Candide continued some days longer at Surinam, waiting for any captain to carry him and his two remaining sheep to Italy. He hired domestics, and purchased many things necessary for a long voyage; at length Mynheer Vanderdendur, skipper of a large Dutch vessel, came and offered his service.
"What will you have", said Candide, "to carry me, my servants, my baggage, and these two sheep you see here, directly to Venice?"The skipper asked ten thousand piastres, and Candide agreed to his demand without hestitation.

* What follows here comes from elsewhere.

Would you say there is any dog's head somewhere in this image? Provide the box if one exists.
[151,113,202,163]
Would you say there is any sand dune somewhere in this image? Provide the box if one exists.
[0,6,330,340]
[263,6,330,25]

"Ho, ho!" said the cunning Vanderdendur to himself, "this stranger must be very rich; he agrees to give me ten thousand piastres without hesitation."Returning a little while after, he told Candide that upon second consideration he could not undertake the voyage for less than twenty thousand.
"Very well; you shall have them", said Candide.
"Zounds!" said the skipper to himself, "this man agrees to pay twenty thousand piastres with as much ease as ten."Accordingly he went back again, and told him roundly that he would not carry him to Venice for less than thirty thousand piastres.
"Then you shall have thirty thousand", said Candide.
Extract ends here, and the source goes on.